Rolled Sugar Cookies
3/4 cup butter, room temperature
1 cup white sugar
1/2 teaspoon vanilla extract
2-1/2 cups all-purpose flour
1 teaspoon baking powder
1/2 teaspoon salt
Cream together the butter and sugar until smooth and fluffy. Make sure that the butter is at room temperature before beating it. Creaming the butter and sugar adds air to the mixture and is one of the most important steps to follow if you want a good result.
Tip: It may take up to 8 minutes to get a smooth mixture.
Next, mix in the eggs one at a time. Then add the vanilla. Mix in the flower, baking powder and salt.
Rap the dough in saran wrap and cool in the refrigerator for at least an hour, preferably overnight. I prefer to divide the dough into three sections and wrapping them individually. That way you can keep the dough cool as you work with part of it.
Tip: Roll the dough into tubes before cooling if you are going to make round cookies. Then all you have to do is slice off 1/4 inch slices and bake.
Preheat the oven to 400 degrees. Roll out the cooled dough to 1/4 inch thick and cut out using your favorite cookie cutter shapes. I really like snowflakes for winter time. Place on an ungreased cookie sheet and bake 6-8 minutes. Cool completely before decorating.
Now the trick to a well decorated cookie is all in the icing. If you can master the right consistency you will be able to make some really neat designs.
1 egg white
3.5-4 cups powdered sugar (you probably won’t use it all)
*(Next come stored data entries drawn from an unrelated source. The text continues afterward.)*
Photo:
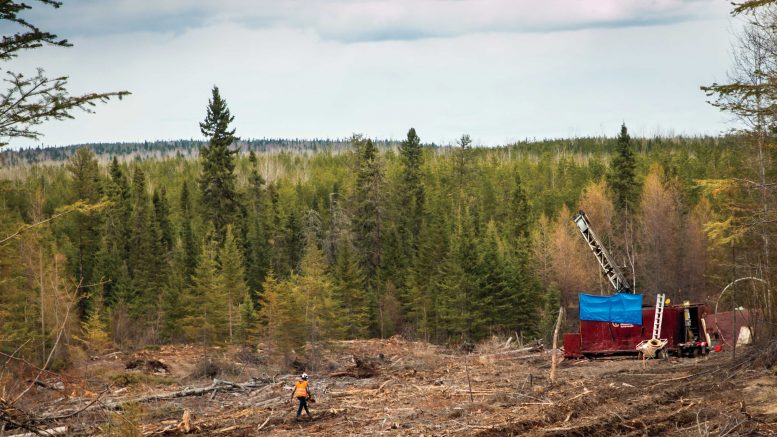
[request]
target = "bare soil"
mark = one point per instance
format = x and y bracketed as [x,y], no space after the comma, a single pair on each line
[398,387]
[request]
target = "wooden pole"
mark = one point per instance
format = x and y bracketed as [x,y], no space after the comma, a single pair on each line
[554,356]
[469,383]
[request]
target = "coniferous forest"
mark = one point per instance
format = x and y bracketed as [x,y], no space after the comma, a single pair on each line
[445,244]
[227,240]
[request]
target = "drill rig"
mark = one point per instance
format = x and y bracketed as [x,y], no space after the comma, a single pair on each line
[676,329]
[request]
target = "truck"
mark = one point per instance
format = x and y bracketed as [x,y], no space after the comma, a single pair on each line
[679,327]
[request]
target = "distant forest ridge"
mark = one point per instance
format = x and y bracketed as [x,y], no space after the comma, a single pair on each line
[190,148]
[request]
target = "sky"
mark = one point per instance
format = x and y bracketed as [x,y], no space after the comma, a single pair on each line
[498,70]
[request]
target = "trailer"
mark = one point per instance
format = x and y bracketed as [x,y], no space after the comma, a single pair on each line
[684,338]
[679,328]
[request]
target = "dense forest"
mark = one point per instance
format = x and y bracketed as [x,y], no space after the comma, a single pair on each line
[295,242]
[292,246]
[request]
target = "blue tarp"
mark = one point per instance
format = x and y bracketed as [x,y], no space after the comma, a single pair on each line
[618,308]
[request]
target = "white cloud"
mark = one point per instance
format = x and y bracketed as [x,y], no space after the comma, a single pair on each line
[290,81]
[376,20]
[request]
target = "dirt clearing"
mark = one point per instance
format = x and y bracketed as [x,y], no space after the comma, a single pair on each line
[398,387]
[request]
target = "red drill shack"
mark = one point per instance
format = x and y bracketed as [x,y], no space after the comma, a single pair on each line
[610,338]
[612,325]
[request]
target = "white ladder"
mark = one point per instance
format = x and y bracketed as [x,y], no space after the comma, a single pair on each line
[659,317]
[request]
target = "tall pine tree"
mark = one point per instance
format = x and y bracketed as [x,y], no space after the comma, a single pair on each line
[217,181]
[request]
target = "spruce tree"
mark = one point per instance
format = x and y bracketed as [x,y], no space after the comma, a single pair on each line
[162,215]
[282,316]
[258,256]
[412,189]
[233,278]
[350,292]
[622,178]
[368,205]
[86,188]
[247,328]
[114,249]
[189,246]
[145,255]
[206,316]
[217,181]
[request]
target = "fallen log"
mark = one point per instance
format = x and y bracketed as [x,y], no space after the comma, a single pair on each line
[217,385]
[53,431]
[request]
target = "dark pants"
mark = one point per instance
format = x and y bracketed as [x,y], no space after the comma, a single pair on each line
[303,403]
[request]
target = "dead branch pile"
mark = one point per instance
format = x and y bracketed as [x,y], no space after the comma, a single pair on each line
[363,367]
[150,366]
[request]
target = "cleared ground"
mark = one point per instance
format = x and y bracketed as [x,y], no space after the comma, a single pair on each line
[397,387]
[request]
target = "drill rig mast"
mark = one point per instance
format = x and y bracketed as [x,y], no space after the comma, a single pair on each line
[610,269]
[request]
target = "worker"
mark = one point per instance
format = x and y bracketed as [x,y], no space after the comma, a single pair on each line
[302,393]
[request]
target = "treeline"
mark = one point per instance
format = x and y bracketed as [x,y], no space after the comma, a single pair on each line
[163,149]
[434,243]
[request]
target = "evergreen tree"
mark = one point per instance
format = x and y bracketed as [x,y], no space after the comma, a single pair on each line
[368,216]
[519,213]
[145,255]
[258,256]
[86,188]
[189,247]
[282,316]
[622,178]
[412,189]
[247,328]
[294,242]
[217,181]
[350,292]
[233,278]
[114,249]
[162,215]
[317,291]
[206,318]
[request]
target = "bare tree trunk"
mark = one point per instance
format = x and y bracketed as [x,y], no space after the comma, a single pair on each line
[554,355]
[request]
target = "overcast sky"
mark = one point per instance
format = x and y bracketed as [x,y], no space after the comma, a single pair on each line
[500,70]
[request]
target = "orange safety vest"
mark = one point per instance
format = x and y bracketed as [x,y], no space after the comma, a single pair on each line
[301,389]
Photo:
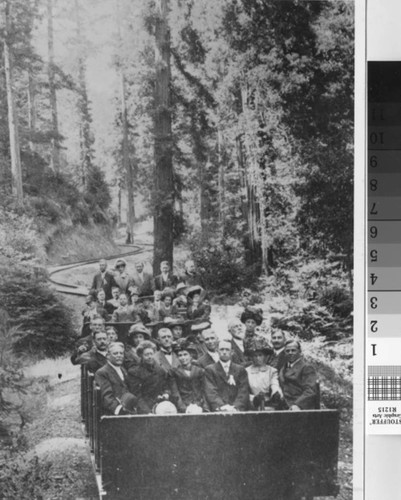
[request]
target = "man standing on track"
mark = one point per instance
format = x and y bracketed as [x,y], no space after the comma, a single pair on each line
[226,384]
[103,279]
[112,380]
[166,279]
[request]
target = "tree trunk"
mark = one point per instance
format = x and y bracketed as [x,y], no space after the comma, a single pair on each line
[54,143]
[203,201]
[85,136]
[221,180]
[31,109]
[119,204]
[16,171]
[127,164]
[163,175]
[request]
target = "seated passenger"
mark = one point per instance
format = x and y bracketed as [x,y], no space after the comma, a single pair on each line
[136,335]
[237,332]
[166,357]
[146,310]
[125,313]
[263,379]
[149,381]
[188,380]
[191,277]
[166,279]
[251,318]
[211,355]
[167,309]
[102,308]
[195,309]
[176,327]
[196,336]
[297,379]
[142,279]
[277,360]
[113,303]
[95,357]
[103,280]
[226,384]
[89,311]
[180,302]
[85,344]
[122,279]
[157,304]
[112,380]
[111,334]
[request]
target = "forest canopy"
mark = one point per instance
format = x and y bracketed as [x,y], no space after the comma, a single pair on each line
[229,122]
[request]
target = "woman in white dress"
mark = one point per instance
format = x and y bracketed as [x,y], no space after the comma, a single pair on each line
[265,391]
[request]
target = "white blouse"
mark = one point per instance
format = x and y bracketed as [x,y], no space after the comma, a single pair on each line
[261,379]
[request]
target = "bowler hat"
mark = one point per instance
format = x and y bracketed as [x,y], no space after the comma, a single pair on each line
[193,290]
[180,286]
[258,344]
[256,315]
[128,401]
[198,327]
[120,262]
[139,328]
[185,345]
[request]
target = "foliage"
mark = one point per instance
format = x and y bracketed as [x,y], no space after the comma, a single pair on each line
[221,264]
[309,299]
[23,477]
[97,194]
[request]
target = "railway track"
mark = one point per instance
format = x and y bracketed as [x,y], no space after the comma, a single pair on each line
[63,286]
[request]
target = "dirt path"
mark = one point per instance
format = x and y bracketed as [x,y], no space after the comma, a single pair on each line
[55,434]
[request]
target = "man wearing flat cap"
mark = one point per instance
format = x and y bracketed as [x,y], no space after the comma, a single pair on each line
[112,380]
[137,334]
[166,279]
[251,318]
[121,277]
[142,279]
[191,277]
[211,342]
[166,357]
[103,280]
[226,384]
[298,380]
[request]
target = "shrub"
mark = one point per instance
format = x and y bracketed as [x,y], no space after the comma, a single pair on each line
[222,264]
[44,323]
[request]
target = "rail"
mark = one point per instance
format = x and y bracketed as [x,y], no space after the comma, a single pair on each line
[241,456]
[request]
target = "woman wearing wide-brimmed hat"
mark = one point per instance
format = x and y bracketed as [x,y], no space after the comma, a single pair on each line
[263,378]
[188,380]
[251,318]
[148,381]
[121,277]
[196,309]
[136,334]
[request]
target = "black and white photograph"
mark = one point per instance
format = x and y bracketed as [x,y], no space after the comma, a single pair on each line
[176,249]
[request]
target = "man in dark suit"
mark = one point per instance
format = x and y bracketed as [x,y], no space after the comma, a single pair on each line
[211,355]
[277,360]
[166,357]
[103,279]
[237,332]
[112,380]
[226,384]
[166,279]
[298,379]
[142,280]
[95,358]
[191,277]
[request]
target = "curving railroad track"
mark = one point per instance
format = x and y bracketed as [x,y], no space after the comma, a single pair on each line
[62,286]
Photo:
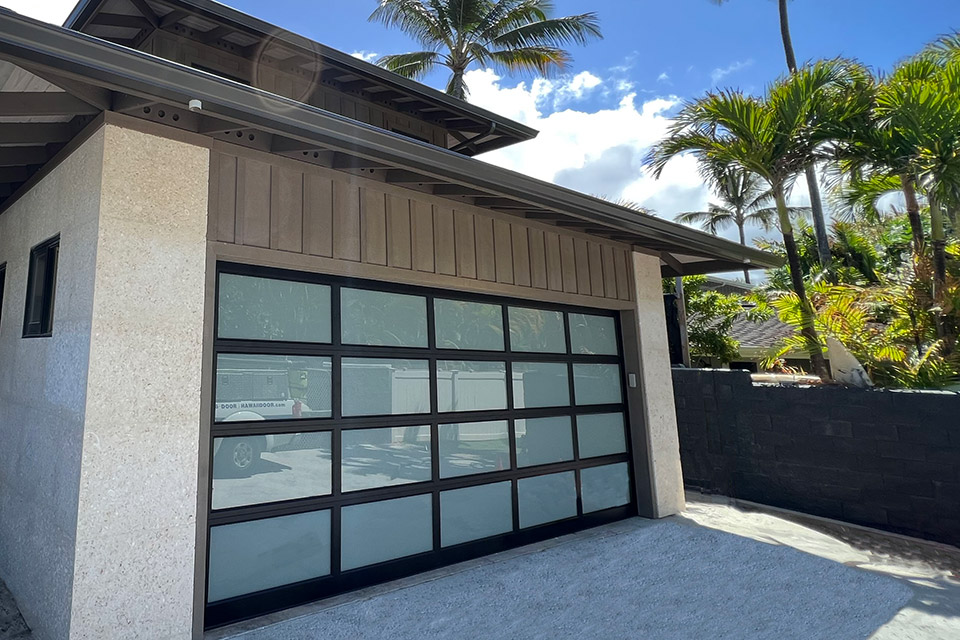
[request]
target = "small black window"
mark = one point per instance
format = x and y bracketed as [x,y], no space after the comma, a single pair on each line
[41,287]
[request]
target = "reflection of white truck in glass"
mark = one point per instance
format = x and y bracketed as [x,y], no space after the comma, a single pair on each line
[254,395]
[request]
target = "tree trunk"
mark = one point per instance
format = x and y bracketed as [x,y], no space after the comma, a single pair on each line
[808,330]
[785,35]
[913,211]
[813,185]
[743,241]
.5 tsp lemon juice (you can always substitute and extract like vanilla)
1-2 Tbs. water
Add the egg white and lemon together in a mixer. Using the paddle attachment start mixing. Slowly add small amounts of powdered sugar at a time to the mixture making sure it is well incorporated before adding more. You may need to add a bit of water in order to get a good piping consistency which will look like whipped cream (or toothpaste), having soft peaks. Add a small amount of food coloring to create the color that you want.
Don’t worry about how much of each ingredient you are using. It is more about the consistency of the end product than it is about exact measurements. It’s a feel. It gets easier the more you make it.
To make a frosting to ‘flood’ the cookie with all you need to do is add a small amount of water to the royal icing until it becomes runny and pourable.
Tip: Before you just pour the flooding frosting over the cookie consider piping a small outline around the cookie with the piping frosting. By outlining it first with the thicker frosting you will be able to pour the flooding frosting over the cookie without it running over the sides.